Die Erfindung betrifft eine Vorrichtung zur Lagerung von Rosten insbesondere Roststäben oder Rostplatten speziell für Vorschubroste in Verbrennungsanlagen (z. B. Müllverbrennungsanlagen.
Ein Vorschubrost besteht in der Regel aus feststehenden und beweglichen Roststabreihen. Zur Verbrennung wird im allgemeinen Luft zugeführt, die über dem Rost sowie durch den Rost in den Brennraum gelangt. Zur Luftmengenregulierung muß deshalb der Brennraum abgedichtet sein. Neben einer Abdichtung an der Rostunterseite müssen die Roste auch zu den Seitenwänden abgedichtet werden, dies insbesondere im Hinblick auf die Querdehnung der Roststabreihen bei Wärmebeanspruchung.
Aus der DE 41 19 405 C1 ist ein Verbrennungsofen mit einem Schubrost aus Roststäben bekannt, bei dem die einzelnen Roststäbe miteinander verbunden und der äußere Roststab am feststehenden Roststabträger mit einem Mitnehmer gekoppelt ist, der einen Seitenschild bei Wärmedehnung gegenüber der Ofenwand verschiebt.

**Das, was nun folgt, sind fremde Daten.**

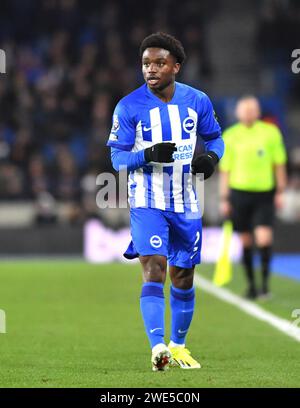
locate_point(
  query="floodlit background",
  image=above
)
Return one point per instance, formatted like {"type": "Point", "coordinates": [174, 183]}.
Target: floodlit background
{"type": "Point", "coordinates": [68, 63]}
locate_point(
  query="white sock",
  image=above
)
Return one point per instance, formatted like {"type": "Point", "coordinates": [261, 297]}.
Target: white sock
{"type": "Point", "coordinates": [158, 346]}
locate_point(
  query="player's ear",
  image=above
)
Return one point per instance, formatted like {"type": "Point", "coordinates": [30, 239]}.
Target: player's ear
{"type": "Point", "coordinates": [176, 68]}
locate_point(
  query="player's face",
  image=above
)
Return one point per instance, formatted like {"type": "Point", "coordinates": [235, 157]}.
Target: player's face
{"type": "Point", "coordinates": [248, 111]}
{"type": "Point", "coordinates": [159, 68]}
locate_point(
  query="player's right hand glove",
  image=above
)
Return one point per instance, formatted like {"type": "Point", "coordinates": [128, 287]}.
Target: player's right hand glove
{"type": "Point", "coordinates": [160, 152]}
{"type": "Point", "coordinates": [205, 163]}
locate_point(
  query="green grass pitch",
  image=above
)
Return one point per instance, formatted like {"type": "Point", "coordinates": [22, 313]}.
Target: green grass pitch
{"type": "Point", "coordinates": [72, 324]}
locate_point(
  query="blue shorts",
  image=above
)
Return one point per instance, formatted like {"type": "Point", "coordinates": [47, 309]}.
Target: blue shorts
{"type": "Point", "coordinates": [174, 235]}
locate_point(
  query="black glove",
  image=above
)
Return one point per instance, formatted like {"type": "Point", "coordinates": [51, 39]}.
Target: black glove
{"type": "Point", "coordinates": [205, 163]}
{"type": "Point", "coordinates": [160, 153]}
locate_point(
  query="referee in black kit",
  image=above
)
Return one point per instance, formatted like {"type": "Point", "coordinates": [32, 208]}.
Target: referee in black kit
{"type": "Point", "coordinates": [252, 183]}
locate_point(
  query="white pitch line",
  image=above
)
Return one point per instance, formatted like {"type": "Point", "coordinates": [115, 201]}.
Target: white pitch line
{"type": "Point", "coordinates": [248, 307]}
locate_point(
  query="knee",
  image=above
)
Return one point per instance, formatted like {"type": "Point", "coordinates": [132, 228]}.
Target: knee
{"type": "Point", "coordinates": [183, 278]}
{"type": "Point", "coordinates": [154, 268]}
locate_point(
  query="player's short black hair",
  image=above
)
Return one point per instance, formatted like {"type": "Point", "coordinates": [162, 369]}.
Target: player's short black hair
{"type": "Point", "coordinates": [165, 41]}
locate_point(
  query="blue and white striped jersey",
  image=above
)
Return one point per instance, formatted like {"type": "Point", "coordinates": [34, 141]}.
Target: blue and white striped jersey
{"type": "Point", "coordinates": [141, 120]}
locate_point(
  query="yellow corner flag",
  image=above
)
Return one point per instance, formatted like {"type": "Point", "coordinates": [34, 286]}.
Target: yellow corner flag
{"type": "Point", "coordinates": [223, 269]}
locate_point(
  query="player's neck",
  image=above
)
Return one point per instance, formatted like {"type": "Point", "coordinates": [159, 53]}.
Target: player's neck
{"type": "Point", "coordinates": [165, 94]}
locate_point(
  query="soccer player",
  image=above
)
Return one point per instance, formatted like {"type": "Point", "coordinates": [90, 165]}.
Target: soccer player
{"type": "Point", "coordinates": [154, 134]}
{"type": "Point", "coordinates": [252, 182]}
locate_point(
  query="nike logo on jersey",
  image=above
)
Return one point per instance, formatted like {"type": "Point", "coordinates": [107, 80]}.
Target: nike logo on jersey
{"type": "Point", "coordinates": [157, 328]}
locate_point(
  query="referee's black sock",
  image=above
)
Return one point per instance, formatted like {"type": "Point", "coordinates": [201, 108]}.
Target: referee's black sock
{"type": "Point", "coordinates": [265, 256]}
{"type": "Point", "coordinates": [248, 264]}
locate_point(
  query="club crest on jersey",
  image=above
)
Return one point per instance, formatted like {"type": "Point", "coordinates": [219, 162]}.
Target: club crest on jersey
{"type": "Point", "coordinates": [155, 241]}
{"type": "Point", "coordinates": [116, 124]}
{"type": "Point", "coordinates": [189, 124]}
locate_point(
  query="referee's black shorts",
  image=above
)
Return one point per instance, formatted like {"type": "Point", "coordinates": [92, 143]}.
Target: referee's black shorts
{"type": "Point", "coordinates": [251, 209]}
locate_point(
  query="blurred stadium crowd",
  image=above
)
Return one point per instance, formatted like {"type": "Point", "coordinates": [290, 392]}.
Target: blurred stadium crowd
{"type": "Point", "coordinates": [69, 61]}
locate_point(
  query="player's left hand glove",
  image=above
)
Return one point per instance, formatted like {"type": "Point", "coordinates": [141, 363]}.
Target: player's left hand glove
{"type": "Point", "coordinates": [205, 163]}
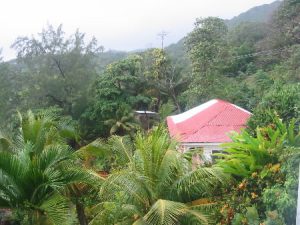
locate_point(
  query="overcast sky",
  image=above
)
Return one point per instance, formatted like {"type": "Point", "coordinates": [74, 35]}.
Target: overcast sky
{"type": "Point", "coordinates": [117, 24]}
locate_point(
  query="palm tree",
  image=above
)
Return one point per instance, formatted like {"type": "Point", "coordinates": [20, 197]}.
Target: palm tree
{"type": "Point", "coordinates": [36, 167]}
{"type": "Point", "coordinates": [247, 153]}
{"type": "Point", "coordinates": [157, 185]}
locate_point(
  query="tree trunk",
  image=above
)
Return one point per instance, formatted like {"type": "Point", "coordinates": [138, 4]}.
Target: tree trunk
{"type": "Point", "coordinates": [81, 214]}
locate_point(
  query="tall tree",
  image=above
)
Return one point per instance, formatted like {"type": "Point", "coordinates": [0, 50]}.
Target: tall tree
{"type": "Point", "coordinates": [60, 68]}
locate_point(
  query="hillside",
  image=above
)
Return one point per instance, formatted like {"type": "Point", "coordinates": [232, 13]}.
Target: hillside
{"type": "Point", "coordinates": [258, 14]}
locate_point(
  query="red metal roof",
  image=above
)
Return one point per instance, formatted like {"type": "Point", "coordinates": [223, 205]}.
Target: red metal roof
{"type": "Point", "coordinates": [210, 122]}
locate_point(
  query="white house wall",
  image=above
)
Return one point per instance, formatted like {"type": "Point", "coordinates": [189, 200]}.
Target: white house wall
{"type": "Point", "coordinates": [208, 148]}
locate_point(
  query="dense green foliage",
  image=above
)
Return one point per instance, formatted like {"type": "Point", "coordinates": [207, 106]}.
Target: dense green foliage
{"type": "Point", "coordinates": [85, 101]}
{"type": "Point", "coordinates": [156, 185]}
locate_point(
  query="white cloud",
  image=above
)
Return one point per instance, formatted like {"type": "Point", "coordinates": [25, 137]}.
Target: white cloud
{"type": "Point", "coordinates": [117, 24]}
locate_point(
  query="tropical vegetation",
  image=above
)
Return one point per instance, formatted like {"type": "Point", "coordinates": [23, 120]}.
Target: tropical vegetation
{"type": "Point", "coordinates": [74, 150]}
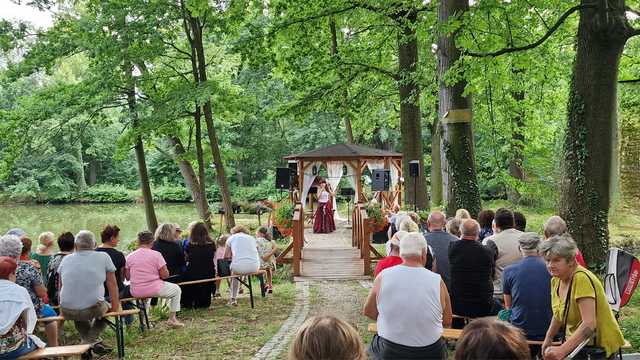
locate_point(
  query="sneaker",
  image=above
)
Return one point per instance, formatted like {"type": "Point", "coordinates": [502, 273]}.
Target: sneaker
{"type": "Point", "coordinates": [101, 349]}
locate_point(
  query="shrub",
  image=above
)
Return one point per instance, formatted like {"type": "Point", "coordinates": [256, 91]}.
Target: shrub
{"type": "Point", "coordinates": [284, 215]}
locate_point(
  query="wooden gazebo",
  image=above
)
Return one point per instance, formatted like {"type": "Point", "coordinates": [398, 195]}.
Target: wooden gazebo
{"type": "Point", "coordinates": [356, 158]}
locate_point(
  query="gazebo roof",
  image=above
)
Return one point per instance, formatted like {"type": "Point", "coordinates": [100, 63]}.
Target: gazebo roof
{"type": "Point", "coordinates": [344, 151]}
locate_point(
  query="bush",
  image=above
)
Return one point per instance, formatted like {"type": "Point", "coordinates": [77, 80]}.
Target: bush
{"type": "Point", "coordinates": [171, 193]}
{"type": "Point", "coordinates": [107, 194]}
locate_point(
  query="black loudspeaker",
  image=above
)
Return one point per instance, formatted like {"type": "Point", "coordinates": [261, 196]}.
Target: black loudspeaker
{"type": "Point", "coordinates": [414, 168]}
{"type": "Point", "coordinates": [282, 178]}
{"type": "Point", "coordinates": [381, 180]}
{"type": "Point", "coordinates": [293, 174]}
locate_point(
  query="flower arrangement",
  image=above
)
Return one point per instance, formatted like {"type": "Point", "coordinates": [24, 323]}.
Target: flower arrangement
{"type": "Point", "coordinates": [284, 218]}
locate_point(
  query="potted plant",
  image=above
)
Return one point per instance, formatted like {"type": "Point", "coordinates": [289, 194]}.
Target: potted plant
{"type": "Point", "coordinates": [377, 219]}
{"type": "Point", "coordinates": [283, 218]}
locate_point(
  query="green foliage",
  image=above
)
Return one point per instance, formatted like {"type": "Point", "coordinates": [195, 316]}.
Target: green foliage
{"type": "Point", "coordinates": [171, 193]}
{"type": "Point", "coordinates": [107, 194]}
{"type": "Point", "coordinates": [284, 214]}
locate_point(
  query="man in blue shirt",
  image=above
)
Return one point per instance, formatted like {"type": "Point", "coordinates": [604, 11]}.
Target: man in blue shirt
{"type": "Point", "coordinates": [527, 289]}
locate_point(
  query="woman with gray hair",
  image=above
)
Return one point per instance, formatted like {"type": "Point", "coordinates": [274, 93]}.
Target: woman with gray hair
{"type": "Point", "coordinates": [526, 290]}
{"type": "Point", "coordinates": [166, 244]}
{"type": "Point", "coordinates": [579, 304]}
{"type": "Point", "coordinates": [83, 275]}
{"type": "Point", "coordinates": [30, 278]}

Dabei ist der Seitenschild formschlüssig mit den Roststäben durch den Mitnehmer verbunden, der an dem äußeren Roststab fest verschraubt ist.
Diese Anordnung hat aber den Nachteil, daß durch eine starke Roststabdehnung infolge Wärmebeanspruchung die Roststäbe stark verklemmt werden können. Mitunter kommt es zu einem sehr nachteiligen "Hochklappen der Roststabreihen", was zu wesentlichen Betriebsstörungen führen kann. Darüber hinaus können Undichtigkeiten durch eine ungleichmäßige Querausdehnung der Roststäbe entstehen, dadurch, daß die äußeren Roststäbe mit dem Seitenschild fest verbunden sind. Diese Nachteile führen zu einem erhöhten Verschleiß der Roststäbe. Gleichzeitig muß die Konstruktion der Verschleißplatten einer Rückdehnung der Roststabreihen folgen, um keinen oder keinen zu großen Spalt zwischen Roststab und Verschleißplatte zu bilden.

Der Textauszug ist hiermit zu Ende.